Now I am definately not a runner, but I am not in terrible shape either....and I would certainly appreciate any advice that any of you could provide in successfully passing this event. 


Thank you!


----------



## rireserve (Aug 10, 2006)

Go on the HRD website and watch the video.


----------



## screamineagle (Jul 11, 2005)

congrats OKie! Good luck to you.


----------



## sheriff2cop (Jul 18, 2007)

Congrats Okie. I took the PT test about two weeks ago. It is not difficult. _ you have 2 minutes and 10 seconds to complete the main obstacle course I ran it in 1:49, and I am by no means a runner. Of the 25 people there only 2 or 3 failed. One of the guys who failed was severely overweight.

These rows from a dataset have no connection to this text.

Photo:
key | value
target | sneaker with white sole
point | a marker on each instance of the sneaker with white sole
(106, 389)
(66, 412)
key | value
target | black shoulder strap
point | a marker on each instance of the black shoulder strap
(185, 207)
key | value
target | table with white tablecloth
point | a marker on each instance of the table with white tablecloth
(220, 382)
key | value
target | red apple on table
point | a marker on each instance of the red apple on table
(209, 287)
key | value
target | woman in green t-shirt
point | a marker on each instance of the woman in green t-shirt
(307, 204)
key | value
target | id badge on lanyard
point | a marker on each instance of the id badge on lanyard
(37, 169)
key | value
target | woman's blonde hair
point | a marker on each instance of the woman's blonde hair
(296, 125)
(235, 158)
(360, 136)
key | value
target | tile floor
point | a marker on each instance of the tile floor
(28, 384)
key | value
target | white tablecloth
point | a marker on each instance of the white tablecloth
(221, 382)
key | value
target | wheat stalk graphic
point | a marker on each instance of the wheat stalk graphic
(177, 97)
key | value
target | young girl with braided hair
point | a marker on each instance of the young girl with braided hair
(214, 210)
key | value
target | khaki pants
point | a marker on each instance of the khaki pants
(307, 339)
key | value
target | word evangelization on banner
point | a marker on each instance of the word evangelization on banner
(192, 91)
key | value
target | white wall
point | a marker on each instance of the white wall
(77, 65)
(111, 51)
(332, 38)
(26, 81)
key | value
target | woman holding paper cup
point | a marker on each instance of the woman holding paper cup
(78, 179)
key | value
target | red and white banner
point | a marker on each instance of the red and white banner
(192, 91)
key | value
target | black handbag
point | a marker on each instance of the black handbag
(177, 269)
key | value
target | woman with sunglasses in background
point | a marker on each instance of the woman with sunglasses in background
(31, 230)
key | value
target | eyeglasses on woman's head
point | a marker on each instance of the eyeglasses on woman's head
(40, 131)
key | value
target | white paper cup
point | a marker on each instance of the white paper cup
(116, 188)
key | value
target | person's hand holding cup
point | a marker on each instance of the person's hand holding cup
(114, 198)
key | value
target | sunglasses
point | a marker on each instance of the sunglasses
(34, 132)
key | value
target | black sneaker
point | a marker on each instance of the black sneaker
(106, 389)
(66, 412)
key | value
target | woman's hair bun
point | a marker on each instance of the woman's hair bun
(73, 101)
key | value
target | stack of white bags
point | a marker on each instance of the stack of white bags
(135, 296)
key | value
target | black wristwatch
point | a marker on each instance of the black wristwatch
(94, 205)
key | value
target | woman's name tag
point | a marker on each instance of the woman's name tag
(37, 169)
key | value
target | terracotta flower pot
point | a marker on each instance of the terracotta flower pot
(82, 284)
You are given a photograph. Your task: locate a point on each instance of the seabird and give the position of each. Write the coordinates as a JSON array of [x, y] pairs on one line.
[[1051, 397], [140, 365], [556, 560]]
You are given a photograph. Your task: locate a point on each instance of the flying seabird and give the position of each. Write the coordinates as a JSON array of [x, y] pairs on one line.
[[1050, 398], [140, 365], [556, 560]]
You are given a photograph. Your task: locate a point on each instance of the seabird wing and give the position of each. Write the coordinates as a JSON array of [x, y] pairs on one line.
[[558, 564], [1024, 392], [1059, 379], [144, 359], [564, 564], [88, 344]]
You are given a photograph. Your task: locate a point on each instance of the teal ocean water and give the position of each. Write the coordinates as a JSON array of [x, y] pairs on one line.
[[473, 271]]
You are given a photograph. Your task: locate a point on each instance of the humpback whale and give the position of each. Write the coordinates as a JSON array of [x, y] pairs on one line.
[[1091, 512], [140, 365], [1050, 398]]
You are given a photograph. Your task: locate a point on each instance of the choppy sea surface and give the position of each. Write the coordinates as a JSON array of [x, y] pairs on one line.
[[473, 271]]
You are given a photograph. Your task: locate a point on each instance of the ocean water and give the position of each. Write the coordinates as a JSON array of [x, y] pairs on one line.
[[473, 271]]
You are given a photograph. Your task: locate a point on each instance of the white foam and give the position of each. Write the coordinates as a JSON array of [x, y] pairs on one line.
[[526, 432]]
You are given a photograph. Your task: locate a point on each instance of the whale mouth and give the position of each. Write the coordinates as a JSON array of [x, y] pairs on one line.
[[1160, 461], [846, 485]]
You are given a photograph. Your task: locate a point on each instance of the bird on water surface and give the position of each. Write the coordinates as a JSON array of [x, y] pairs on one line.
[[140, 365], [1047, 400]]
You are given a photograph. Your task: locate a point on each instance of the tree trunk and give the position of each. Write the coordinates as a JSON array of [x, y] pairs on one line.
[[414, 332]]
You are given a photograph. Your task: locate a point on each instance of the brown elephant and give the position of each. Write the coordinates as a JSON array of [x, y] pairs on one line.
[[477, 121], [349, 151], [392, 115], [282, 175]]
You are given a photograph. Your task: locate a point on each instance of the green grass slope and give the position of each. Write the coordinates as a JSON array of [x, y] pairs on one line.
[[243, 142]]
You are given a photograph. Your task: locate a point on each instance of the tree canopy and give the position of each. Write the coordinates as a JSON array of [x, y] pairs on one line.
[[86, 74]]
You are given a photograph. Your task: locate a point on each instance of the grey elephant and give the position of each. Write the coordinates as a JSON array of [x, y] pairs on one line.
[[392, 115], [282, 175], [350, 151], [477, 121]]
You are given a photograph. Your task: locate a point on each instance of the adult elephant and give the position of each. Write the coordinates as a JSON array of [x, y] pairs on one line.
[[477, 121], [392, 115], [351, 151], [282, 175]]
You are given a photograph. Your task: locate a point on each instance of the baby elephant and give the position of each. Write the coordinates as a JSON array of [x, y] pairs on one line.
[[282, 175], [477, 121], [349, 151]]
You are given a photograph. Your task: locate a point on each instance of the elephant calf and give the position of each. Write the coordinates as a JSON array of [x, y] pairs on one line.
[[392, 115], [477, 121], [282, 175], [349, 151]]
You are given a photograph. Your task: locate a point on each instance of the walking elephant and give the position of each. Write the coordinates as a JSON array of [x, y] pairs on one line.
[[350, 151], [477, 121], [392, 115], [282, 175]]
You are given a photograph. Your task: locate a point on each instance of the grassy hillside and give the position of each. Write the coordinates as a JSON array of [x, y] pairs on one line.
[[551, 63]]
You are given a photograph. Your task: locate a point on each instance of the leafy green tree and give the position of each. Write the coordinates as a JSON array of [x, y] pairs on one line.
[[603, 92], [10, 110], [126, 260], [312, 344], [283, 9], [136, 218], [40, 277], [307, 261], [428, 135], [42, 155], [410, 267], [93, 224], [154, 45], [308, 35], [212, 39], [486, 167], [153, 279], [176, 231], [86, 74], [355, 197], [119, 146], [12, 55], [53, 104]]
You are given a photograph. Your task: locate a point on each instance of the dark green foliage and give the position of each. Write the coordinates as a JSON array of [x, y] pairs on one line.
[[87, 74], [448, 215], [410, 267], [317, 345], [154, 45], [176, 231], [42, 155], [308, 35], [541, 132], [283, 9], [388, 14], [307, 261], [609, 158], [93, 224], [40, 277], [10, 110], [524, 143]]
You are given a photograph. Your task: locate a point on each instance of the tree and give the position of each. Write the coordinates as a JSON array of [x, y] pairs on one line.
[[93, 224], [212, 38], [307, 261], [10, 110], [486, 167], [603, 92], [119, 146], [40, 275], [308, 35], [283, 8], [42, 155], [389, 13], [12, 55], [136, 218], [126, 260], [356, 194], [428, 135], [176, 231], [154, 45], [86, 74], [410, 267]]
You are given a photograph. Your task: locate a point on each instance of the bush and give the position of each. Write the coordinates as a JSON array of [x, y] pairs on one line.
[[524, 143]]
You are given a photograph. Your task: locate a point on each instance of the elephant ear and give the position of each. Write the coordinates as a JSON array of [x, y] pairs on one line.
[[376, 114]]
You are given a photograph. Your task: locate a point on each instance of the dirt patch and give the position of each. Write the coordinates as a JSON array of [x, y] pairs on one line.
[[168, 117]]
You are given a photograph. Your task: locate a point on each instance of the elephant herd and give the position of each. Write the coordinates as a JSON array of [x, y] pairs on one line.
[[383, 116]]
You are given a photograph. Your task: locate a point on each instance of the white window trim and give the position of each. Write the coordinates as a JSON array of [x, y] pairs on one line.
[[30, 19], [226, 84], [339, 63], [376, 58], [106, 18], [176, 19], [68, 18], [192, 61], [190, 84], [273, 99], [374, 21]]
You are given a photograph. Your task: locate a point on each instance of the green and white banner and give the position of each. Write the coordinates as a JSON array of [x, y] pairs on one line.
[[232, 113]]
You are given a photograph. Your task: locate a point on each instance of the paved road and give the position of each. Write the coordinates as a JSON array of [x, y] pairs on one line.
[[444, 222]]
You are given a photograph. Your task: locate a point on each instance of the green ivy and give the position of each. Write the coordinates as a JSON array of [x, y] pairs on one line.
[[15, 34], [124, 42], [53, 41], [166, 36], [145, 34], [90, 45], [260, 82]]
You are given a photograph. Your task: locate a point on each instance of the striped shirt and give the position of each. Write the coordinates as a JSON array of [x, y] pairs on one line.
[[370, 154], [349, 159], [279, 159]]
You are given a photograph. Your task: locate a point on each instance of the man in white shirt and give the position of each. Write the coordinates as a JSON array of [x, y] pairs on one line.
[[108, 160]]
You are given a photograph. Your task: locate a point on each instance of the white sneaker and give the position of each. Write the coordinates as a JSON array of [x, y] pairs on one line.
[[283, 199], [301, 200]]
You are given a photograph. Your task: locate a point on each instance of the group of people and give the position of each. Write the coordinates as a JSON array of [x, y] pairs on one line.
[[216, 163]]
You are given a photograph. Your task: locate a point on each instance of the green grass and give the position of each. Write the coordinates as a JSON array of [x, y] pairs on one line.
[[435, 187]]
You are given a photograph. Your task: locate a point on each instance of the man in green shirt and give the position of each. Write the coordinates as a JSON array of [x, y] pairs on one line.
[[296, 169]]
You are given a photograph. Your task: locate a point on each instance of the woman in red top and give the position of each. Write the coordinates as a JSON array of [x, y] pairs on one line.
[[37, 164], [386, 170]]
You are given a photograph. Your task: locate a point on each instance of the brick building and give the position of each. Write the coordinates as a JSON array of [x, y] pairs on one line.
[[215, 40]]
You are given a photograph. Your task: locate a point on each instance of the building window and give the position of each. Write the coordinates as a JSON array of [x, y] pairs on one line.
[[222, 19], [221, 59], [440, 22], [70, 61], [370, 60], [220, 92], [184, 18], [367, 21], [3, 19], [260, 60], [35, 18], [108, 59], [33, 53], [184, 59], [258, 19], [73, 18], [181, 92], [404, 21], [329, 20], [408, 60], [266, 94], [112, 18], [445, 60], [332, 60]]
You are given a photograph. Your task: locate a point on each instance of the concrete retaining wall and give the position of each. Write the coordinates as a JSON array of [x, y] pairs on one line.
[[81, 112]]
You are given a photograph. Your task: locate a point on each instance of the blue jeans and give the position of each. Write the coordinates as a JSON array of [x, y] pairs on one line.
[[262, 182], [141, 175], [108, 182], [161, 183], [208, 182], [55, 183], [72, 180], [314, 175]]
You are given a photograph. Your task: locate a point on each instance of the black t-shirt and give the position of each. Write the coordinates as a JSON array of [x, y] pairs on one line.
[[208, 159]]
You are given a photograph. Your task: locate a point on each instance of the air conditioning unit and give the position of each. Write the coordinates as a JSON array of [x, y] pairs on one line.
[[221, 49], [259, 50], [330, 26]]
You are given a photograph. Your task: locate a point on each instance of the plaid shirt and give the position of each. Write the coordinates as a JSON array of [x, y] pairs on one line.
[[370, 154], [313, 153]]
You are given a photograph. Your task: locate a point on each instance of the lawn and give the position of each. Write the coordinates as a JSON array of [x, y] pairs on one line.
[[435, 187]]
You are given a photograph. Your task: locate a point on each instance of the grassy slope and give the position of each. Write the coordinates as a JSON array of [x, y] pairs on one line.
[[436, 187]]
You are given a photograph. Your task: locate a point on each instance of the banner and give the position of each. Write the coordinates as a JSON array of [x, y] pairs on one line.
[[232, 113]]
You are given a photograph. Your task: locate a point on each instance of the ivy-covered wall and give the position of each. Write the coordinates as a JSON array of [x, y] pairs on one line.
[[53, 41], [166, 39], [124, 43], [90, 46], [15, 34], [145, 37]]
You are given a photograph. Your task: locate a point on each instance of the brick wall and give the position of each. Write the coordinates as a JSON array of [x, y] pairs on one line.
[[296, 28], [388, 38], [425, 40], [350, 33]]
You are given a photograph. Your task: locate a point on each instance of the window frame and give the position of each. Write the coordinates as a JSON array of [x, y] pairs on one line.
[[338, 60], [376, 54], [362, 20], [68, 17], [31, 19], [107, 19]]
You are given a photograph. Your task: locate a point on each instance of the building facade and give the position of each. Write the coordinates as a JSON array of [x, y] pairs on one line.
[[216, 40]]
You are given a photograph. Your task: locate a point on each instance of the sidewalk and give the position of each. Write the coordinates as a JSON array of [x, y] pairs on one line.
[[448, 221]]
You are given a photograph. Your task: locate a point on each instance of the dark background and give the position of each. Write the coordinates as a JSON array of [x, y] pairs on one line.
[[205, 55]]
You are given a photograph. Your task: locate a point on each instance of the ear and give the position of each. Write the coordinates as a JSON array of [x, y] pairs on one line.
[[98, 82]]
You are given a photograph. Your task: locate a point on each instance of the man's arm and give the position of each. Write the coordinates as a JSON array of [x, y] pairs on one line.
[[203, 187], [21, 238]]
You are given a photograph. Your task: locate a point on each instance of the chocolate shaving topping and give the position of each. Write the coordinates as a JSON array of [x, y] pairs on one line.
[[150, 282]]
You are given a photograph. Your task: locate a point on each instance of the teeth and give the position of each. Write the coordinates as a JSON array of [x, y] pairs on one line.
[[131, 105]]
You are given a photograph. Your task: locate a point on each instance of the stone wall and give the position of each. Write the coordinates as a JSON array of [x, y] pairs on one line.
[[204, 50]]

The others failed because they could not follow simple directions. You shouldn't have any problems_


----------



## MPDReserve (Jan 14, 2007)

The test itself is fairly easy. Take your time on the preview (because your score on that doesn't count) to make sure you do exactly what they want you to do. They should give you an opportunity to do it more than once on the preview day if you want to test yourself. I thought I was goin to have difficulty with the obstacle course, but it really wasn't bad at all. FOLLOW ALL INSTRUCTIONS EXACTLY!!! Good luck and congratulations


----------